Sudahkah negara-negara menyatakan tujuan iklimnya?
Seharusnya, semua negara telah mengajukan target iklim terbaru mereka ke Konvensi Kerangka Kerja PBB untuk Perubahan Iklim pada bulan Februari lalu. Namun sejauh ini, baru 22 negara yang memenuhinya.
Di antaranya adalah negara-negara emitor besar seperti Inggris dan Jepang. Pemerintahan AS di bawah Joe Biden sebelumnya pun telah menyerahkan rencana dekarbonisasi AS—sebelum Donald Trump menarik diri dari Kesepakatan Paris.
Banyak negara kini masih mengasah dan merinci target mereka. "Mereka ingin memastikan bahwa asumsi-asumsinya masuk akal dan selaras dengan kenyataan politik dan prioritas domestik,” jelas Jamal Srouji dari World Resources Institute.
"Yang paling menjadi perhatian sekarang adalah soal daya saing: memastikan mereka tidak tertinggal dalam teknologi yang akan mendorong pertumbuhan ekonomi... Ketahanan energi nasional, terutama dalam beberapa tahun terakhir, menjadi alasan utama mengapa isu iklim tetap berada di garis depan kebijakan,” ujarnya kepada DW.
NDC pertama Indonesia disampaikan pada tahun 2016. Pada tahun 2022, Pemerintah Indonesia meningkatkan ambisinya untuk menurunkan Gas Rumah Kaca (GRK) dari sebanyak 29% menjadi 31,89% dengan upaya sendiri, dan dari 41% menjadi 43,2% dengan dukungan masyarakat internasional. Pemerintah Indonesia seharusnya sudah menyampaikan target iklim NDC kedua pada awal Februari tahun ini. Namun, hingga saat ini, pemerintah belum menyampaikan target NDC kedua sambil menunggu persetujuan dari Presiden Prabowo Subianto.
Dibatasi oleh dana dan ketimpangan
Tak semua negara berada di posisi yang sama. Nafkote Dabi dari Oxfam International menyoroti betapa negara-negara termiskin seperti Chad, Kongo, dan Bangladesh enggan berkomitmen pada tujuan ambisius karena keterbatasan dana.
"Mereka takut berkomitmen pada hal-hal besar, tanpa ada dana untuk mewujudkannya," katanya. Negara-negara kaya, menurutnya, memiliki tanggung jawab moral dan historis, serta kapasitas finansial dan teknologi untuk membantu.
Pada konferensi iklim tahun lalu di Azerbaijan, negara-negara industri menjanjikan dana sebesar USD300 miliar untuk membantu negara berkembang, dengan janji total mobilisasi hingga USD1,3 triliun.

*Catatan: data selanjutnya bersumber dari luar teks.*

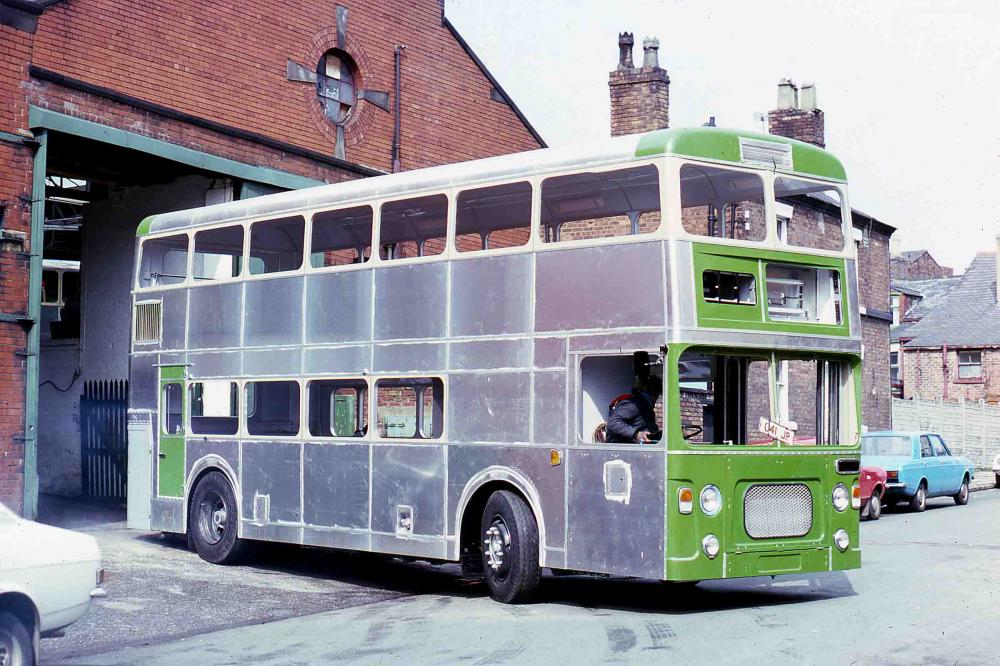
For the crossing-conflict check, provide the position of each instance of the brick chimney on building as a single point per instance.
(797, 116)
(640, 96)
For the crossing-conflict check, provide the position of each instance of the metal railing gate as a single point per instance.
(104, 439)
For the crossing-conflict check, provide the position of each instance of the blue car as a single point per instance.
(918, 465)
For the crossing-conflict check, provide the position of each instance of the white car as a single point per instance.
(48, 577)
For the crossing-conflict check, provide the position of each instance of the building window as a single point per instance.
(336, 85)
(970, 365)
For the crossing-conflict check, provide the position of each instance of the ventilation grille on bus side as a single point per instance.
(147, 322)
(770, 154)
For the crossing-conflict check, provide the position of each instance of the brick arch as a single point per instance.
(364, 111)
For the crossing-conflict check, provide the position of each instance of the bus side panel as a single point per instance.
(467, 461)
(615, 512)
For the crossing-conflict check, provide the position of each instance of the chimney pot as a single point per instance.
(650, 53)
(625, 43)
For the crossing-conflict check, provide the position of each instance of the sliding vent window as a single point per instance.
(723, 399)
(808, 399)
(411, 408)
(413, 227)
(802, 294)
(272, 409)
(214, 408)
(809, 214)
(218, 254)
(734, 288)
(341, 237)
(164, 261)
(722, 203)
(338, 408)
(600, 205)
(491, 218)
(276, 245)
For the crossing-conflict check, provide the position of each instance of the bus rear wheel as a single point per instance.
(509, 535)
(213, 521)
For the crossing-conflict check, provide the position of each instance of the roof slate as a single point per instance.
(960, 311)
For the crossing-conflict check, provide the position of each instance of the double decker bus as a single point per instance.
(422, 364)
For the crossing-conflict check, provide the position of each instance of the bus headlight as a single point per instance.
(840, 497)
(711, 500)
(710, 544)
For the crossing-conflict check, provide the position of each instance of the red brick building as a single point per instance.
(112, 110)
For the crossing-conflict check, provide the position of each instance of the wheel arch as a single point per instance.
(477, 491)
(210, 463)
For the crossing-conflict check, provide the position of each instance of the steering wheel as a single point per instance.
(690, 431)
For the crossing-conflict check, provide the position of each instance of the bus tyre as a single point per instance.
(962, 498)
(919, 501)
(213, 521)
(509, 536)
(16, 646)
(874, 506)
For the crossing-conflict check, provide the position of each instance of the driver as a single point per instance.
(632, 419)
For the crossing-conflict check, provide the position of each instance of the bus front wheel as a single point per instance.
(213, 521)
(509, 535)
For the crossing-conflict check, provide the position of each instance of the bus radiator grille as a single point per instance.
(773, 510)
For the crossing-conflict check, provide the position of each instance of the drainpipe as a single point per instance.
(944, 371)
(30, 437)
(397, 110)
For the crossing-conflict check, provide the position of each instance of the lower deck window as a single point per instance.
(272, 408)
(410, 408)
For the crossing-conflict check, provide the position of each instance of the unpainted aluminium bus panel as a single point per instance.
(616, 511)
(491, 295)
(271, 469)
(468, 461)
(272, 362)
(484, 407)
(338, 360)
(549, 405)
(206, 365)
(335, 484)
(604, 287)
(410, 301)
(339, 307)
(273, 312)
(408, 475)
(490, 354)
(414, 357)
(215, 320)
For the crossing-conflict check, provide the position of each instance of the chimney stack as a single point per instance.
(640, 96)
(797, 115)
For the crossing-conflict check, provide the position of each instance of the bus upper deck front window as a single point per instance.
(722, 203)
(723, 398)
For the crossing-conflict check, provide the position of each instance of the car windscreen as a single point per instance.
(886, 446)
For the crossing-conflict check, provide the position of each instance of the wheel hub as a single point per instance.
(497, 545)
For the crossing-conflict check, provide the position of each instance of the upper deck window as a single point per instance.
(490, 218)
(341, 237)
(218, 253)
(812, 214)
(164, 261)
(722, 203)
(276, 245)
(604, 204)
(413, 227)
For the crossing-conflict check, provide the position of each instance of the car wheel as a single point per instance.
(213, 520)
(16, 646)
(919, 501)
(510, 548)
(962, 498)
(874, 507)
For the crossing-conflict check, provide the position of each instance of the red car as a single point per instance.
(872, 487)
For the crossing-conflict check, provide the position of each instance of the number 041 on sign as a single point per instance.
(780, 432)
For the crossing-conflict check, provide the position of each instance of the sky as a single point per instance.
(910, 89)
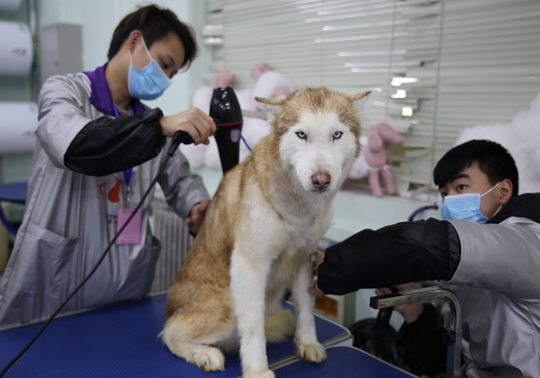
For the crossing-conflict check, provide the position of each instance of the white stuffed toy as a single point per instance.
(269, 83)
(521, 138)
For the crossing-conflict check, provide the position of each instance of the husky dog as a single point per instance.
(261, 229)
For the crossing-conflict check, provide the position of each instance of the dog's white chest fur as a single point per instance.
(260, 231)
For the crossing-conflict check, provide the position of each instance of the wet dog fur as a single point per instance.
(260, 231)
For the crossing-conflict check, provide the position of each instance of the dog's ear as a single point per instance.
(360, 98)
(271, 105)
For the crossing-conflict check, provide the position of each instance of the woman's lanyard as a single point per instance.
(128, 172)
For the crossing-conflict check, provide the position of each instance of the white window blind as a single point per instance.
(474, 62)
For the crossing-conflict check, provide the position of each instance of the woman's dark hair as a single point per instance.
(492, 158)
(155, 24)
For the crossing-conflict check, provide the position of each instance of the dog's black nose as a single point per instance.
(320, 180)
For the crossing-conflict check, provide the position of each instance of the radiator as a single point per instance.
(175, 240)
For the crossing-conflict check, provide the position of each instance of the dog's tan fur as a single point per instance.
(260, 229)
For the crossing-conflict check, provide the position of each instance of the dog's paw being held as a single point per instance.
(263, 374)
(312, 352)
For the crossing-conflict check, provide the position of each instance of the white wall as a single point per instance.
(100, 17)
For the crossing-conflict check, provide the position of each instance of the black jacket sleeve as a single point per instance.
(404, 252)
(424, 351)
(108, 145)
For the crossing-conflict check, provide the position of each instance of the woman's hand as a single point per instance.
(199, 125)
(409, 311)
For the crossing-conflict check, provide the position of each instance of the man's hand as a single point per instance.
(314, 289)
(199, 125)
(409, 311)
(197, 215)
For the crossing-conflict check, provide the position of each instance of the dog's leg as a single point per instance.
(203, 356)
(248, 285)
(178, 336)
(309, 348)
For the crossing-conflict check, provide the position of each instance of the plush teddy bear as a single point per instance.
(268, 83)
(372, 161)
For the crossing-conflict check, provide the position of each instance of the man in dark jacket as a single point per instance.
(487, 247)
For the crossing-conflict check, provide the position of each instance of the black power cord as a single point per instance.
(179, 137)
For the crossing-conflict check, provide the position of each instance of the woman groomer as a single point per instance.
(99, 148)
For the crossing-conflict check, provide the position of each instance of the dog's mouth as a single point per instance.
(319, 191)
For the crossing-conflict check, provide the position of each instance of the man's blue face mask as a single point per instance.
(464, 206)
(148, 83)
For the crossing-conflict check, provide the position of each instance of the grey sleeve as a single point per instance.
(183, 189)
(61, 115)
(501, 257)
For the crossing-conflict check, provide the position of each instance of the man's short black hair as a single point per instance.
(492, 158)
(155, 24)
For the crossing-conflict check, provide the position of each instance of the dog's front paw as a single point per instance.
(312, 352)
(208, 358)
(263, 374)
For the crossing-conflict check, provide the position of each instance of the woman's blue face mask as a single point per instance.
(464, 206)
(148, 83)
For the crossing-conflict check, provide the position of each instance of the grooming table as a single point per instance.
(342, 362)
(122, 341)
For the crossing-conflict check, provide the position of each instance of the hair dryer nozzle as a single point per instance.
(225, 110)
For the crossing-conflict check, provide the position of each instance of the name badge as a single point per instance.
(132, 232)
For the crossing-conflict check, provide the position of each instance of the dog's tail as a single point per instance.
(279, 326)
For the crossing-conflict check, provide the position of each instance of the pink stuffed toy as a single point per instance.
(380, 137)
(268, 83)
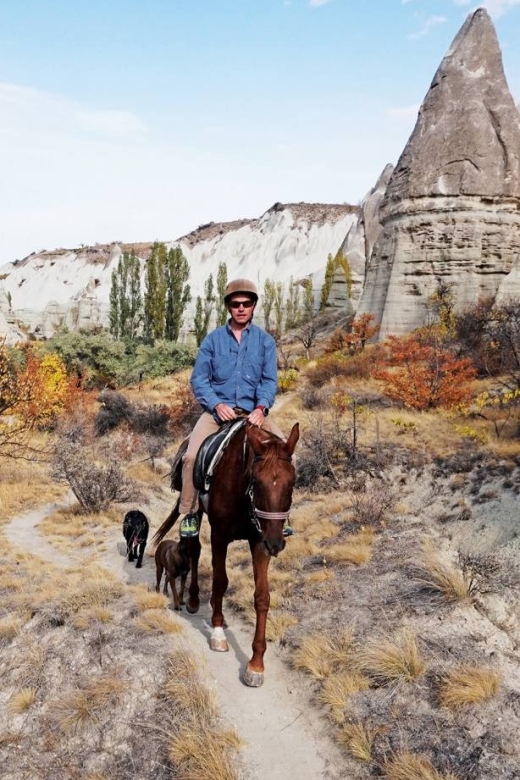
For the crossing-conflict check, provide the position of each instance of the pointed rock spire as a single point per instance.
(467, 137)
(451, 210)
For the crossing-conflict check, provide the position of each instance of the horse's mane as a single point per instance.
(273, 445)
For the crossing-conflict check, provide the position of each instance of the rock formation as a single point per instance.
(71, 288)
(451, 210)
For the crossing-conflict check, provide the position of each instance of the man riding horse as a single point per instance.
(235, 375)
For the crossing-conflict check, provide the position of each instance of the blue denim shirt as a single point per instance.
(239, 374)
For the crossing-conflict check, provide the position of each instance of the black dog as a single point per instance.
(135, 531)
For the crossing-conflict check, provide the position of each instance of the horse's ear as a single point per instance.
(291, 442)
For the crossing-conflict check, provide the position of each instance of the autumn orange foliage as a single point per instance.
(425, 375)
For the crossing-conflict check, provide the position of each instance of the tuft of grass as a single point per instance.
(81, 709)
(443, 578)
(277, 625)
(337, 689)
(320, 655)
(203, 755)
(356, 549)
(470, 684)
(359, 739)
(408, 766)
(11, 626)
(21, 701)
(392, 658)
(185, 689)
(87, 618)
(157, 620)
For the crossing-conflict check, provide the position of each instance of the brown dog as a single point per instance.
(172, 558)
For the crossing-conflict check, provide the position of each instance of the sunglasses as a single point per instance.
(238, 304)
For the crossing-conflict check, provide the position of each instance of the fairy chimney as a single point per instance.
(451, 208)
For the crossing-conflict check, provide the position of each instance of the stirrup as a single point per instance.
(287, 530)
(189, 527)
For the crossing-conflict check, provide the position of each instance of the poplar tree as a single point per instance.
(222, 312)
(204, 310)
(155, 294)
(125, 297)
(178, 292)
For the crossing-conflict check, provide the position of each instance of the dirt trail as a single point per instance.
(283, 733)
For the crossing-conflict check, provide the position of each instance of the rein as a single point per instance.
(260, 513)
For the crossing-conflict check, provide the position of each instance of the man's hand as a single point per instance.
(256, 418)
(225, 412)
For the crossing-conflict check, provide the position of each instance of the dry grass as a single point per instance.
(88, 618)
(356, 549)
(21, 701)
(82, 709)
(407, 766)
(443, 578)
(468, 685)
(387, 659)
(359, 739)
(160, 620)
(11, 626)
(198, 748)
(336, 691)
(319, 655)
(278, 623)
(204, 755)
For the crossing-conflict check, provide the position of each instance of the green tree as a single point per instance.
(125, 297)
(222, 312)
(204, 310)
(178, 292)
(293, 314)
(155, 294)
(268, 302)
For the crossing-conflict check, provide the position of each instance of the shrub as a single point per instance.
(95, 484)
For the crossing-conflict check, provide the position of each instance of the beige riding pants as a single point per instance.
(205, 426)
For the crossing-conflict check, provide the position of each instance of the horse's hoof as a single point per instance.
(253, 679)
(219, 645)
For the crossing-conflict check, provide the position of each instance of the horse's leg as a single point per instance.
(175, 595)
(254, 673)
(218, 639)
(193, 591)
(141, 549)
(183, 585)
(158, 572)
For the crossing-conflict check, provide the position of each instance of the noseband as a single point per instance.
(257, 514)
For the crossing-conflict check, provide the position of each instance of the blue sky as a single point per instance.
(133, 120)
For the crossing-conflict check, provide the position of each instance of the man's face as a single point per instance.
(241, 307)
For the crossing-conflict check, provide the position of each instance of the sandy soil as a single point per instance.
(283, 732)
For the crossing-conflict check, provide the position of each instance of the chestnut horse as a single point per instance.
(249, 498)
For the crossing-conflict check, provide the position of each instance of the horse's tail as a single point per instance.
(167, 525)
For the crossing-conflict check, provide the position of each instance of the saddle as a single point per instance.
(208, 457)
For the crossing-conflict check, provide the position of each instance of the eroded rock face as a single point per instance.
(451, 208)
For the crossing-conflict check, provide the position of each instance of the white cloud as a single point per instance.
(431, 21)
(496, 8)
(25, 107)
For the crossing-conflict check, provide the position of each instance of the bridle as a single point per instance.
(259, 514)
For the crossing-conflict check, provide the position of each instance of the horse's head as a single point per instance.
(271, 483)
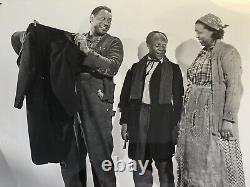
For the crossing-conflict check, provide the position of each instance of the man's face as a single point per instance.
(203, 35)
(100, 23)
(157, 46)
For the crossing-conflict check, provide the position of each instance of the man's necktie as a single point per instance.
(150, 65)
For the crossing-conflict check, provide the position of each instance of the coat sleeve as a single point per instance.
(124, 97)
(109, 64)
(178, 92)
(232, 70)
(27, 71)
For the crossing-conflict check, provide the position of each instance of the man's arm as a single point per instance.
(107, 65)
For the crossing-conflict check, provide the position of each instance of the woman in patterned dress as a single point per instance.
(208, 152)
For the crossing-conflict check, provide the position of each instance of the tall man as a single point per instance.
(150, 104)
(103, 57)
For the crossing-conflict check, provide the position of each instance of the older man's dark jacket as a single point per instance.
(48, 64)
(166, 104)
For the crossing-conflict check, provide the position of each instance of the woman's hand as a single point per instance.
(124, 132)
(227, 130)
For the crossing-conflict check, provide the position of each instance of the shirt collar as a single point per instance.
(149, 58)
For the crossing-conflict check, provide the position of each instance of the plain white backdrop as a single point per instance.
(132, 21)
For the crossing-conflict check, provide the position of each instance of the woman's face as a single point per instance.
(203, 35)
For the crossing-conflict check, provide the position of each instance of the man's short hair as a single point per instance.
(99, 8)
(151, 34)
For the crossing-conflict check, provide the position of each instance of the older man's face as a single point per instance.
(101, 22)
(157, 46)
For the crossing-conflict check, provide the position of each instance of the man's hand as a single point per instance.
(124, 132)
(226, 130)
(82, 41)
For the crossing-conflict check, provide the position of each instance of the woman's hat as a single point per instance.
(212, 21)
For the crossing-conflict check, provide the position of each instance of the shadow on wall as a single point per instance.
(7, 178)
(185, 54)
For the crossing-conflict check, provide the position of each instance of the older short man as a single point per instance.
(150, 104)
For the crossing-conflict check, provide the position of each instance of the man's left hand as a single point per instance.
(226, 130)
(82, 41)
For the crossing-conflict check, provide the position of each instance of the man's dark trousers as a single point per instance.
(96, 117)
(164, 166)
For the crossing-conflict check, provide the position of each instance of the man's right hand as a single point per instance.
(124, 132)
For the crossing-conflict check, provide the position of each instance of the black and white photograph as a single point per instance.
(115, 93)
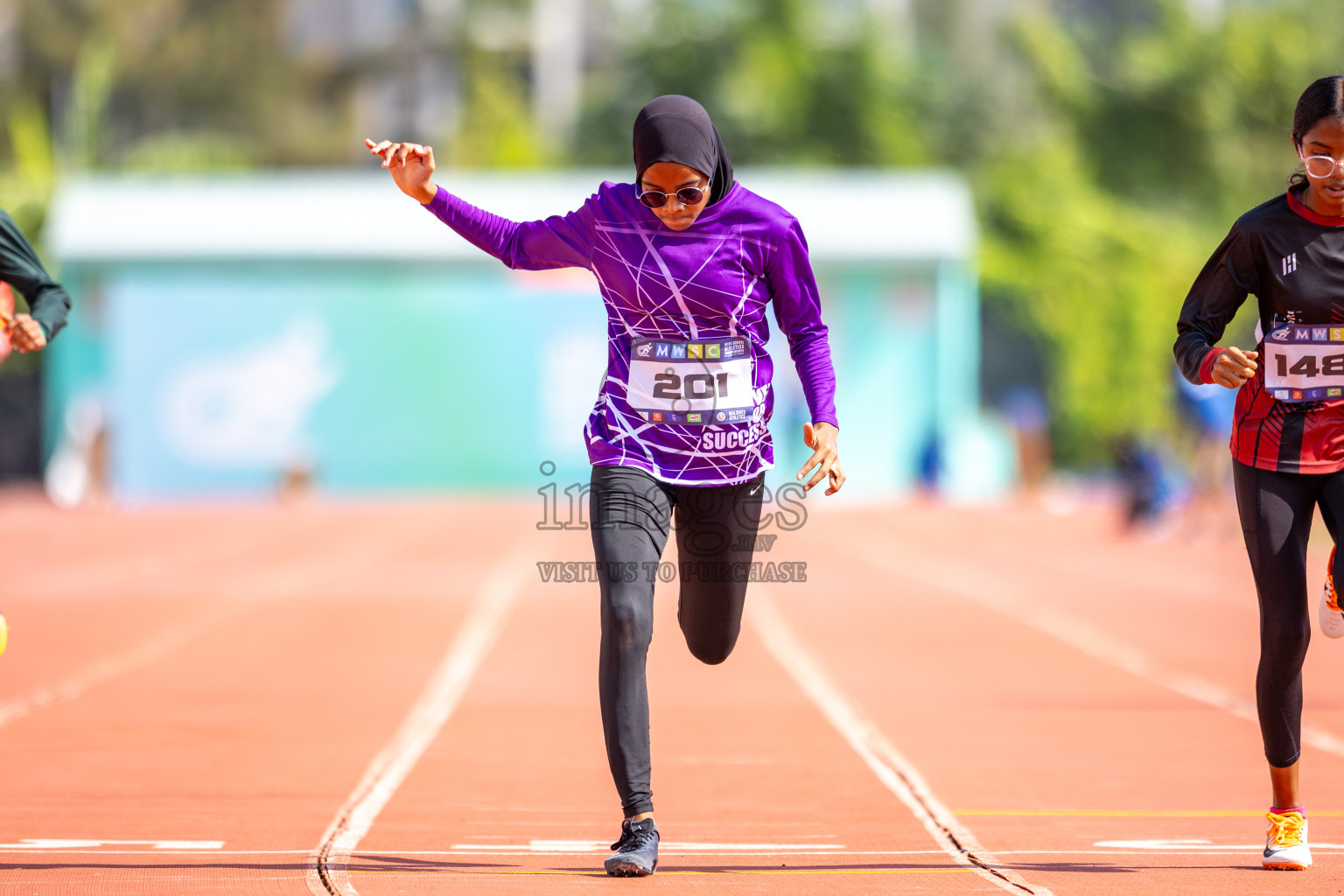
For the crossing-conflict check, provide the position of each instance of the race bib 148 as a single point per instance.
(1304, 363)
(691, 383)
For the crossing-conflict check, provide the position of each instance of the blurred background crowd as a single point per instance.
(1106, 145)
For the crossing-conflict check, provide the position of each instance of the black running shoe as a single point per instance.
(636, 852)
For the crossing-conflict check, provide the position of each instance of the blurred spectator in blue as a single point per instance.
(1144, 481)
(1028, 416)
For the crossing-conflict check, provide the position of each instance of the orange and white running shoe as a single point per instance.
(1285, 843)
(1332, 620)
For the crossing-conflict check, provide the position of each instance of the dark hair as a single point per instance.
(1324, 98)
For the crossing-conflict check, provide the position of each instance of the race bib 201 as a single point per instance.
(1304, 363)
(694, 383)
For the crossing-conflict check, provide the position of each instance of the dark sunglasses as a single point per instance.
(689, 196)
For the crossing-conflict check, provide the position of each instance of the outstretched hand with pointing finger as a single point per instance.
(411, 167)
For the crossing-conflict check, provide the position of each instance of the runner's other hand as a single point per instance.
(25, 333)
(825, 456)
(1234, 367)
(411, 167)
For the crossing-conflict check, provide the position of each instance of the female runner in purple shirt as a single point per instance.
(687, 261)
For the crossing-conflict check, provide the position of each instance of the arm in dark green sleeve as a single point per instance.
(22, 269)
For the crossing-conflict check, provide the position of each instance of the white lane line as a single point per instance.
(97, 673)
(40, 844)
(1008, 599)
(328, 872)
(886, 762)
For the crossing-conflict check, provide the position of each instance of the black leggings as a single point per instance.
(1276, 511)
(715, 534)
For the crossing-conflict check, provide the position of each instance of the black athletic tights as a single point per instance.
(629, 514)
(1276, 511)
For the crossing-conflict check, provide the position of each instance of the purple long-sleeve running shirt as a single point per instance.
(687, 389)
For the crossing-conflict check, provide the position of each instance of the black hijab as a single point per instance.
(679, 130)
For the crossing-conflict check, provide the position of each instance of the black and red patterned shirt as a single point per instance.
(1292, 260)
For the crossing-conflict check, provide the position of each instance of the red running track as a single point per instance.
(195, 702)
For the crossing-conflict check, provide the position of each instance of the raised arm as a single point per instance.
(797, 308)
(539, 245)
(1228, 278)
(49, 304)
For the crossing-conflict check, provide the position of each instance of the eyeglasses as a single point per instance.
(687, 195)
(1320, 167)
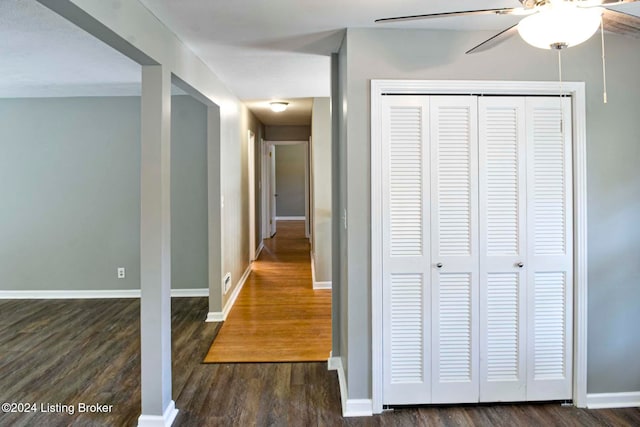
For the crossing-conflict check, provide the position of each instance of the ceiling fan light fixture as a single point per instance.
(278, 106)
(560, 25)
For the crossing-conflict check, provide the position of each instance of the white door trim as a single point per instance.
(251, 160)
(477, 87)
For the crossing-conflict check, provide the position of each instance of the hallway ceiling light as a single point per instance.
(278, 106)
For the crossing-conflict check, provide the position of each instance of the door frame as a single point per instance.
(267, 179)
(576, 90)
(251, 172)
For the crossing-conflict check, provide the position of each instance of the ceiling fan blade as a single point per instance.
(502, 11)
(495, 40)
(621, 23)
(615, 2)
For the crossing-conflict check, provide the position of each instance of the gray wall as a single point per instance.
(613, 152)
(321, 178)
(189, 238)
(290, 179)
(70, 180)
(70, 185)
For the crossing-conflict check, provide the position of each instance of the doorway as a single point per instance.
(285, 189)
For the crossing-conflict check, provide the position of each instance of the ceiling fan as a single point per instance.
(549, 24)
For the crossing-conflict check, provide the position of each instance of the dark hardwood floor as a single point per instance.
(87, 351)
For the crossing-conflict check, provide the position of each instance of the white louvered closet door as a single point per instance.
(502, 182)
(454, 240)
(406, 259)
(549, 266)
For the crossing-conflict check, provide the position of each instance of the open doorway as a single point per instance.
(286, 190)
(279, 302)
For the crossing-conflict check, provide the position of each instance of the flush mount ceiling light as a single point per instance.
(278, 106)
(559, 25)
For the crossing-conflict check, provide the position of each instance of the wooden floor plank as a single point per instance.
(277, 317)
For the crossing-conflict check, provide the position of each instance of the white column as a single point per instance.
(158, 409)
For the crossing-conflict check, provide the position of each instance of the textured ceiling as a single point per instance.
(261, 49)
(298, 112)
(42, 54)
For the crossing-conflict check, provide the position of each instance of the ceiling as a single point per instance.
(261, 49)
(298, 111)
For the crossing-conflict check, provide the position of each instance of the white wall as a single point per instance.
(321, 181)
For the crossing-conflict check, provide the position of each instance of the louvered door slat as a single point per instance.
(454, 245)
(550, 261)
(502, 177)
(406, 309)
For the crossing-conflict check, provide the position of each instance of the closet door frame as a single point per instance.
(576, 90)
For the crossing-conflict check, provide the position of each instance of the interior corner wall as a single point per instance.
(613, 153)
(71, 186)
(135, 32)
(70, 180)
(321, 167)
(189, 194)
(258, 129)
(290, 180)
(341, 255)
(235, 193)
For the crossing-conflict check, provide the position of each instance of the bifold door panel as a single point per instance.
(477, 252)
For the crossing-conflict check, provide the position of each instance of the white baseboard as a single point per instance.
(316, 284)
(189, 293)
(260, 248)
(350, 407)
(221, 316)
(164, 420)
(79, 294)
(613, 400)
(322, 285)
(96, 294)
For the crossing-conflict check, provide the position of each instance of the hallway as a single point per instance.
(278, 317)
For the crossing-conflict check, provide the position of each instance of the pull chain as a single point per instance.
(604, 68)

Namun, dari mana dana itu akan mengalir masih menjadi tanda tanya.
Emisi terbesar, tanggung jawab terbesar
Meski semua negara—termasuk emitor kecil seperti Kenya—perlu memiliki target iklim, para ahli sepakat bahwa dampak terbesar hanya akan datang dari negara-negara dengan jejak karbon paling tinggi.
Negara-negara G20 seperti Cina, Jerman, Australia, Rusia, dan Amerika Serikat bertanggung jawab atas sekitar 80% emisi global. "Mereka belum melakukan cukup untuk menurunkan gas rumah kaca,” ujar Dabi.
"Transformasi yang dibutuhkan sangat besar, dan itu tak boleh dibebankan pada komunitas termiskin,” tambahnya.
Harapan tak padam
Meski jalan masih panjang dan rintangan membentang, para ahli meyakini mekanisme yang dirintis sejak Kesepakatan Paris sudah membawa perubahan nyata.
"Saya tak ingin mengatakan semuanya berjalan lancar... tapi saya percaya bahwa sistem yang kita bangun satu dekade lalu telah mengubah dunia,” ujar Menzel.
Dan meski janji-janji itu tak mengikat secara hukum, menurut Srouji, setiap kali sebuah negara berdiri di panggung dunia dan mengumumkan rencananya, mundur dari komitmen itu akan memicu sorotan tajam dari seluruh penjuru dunia.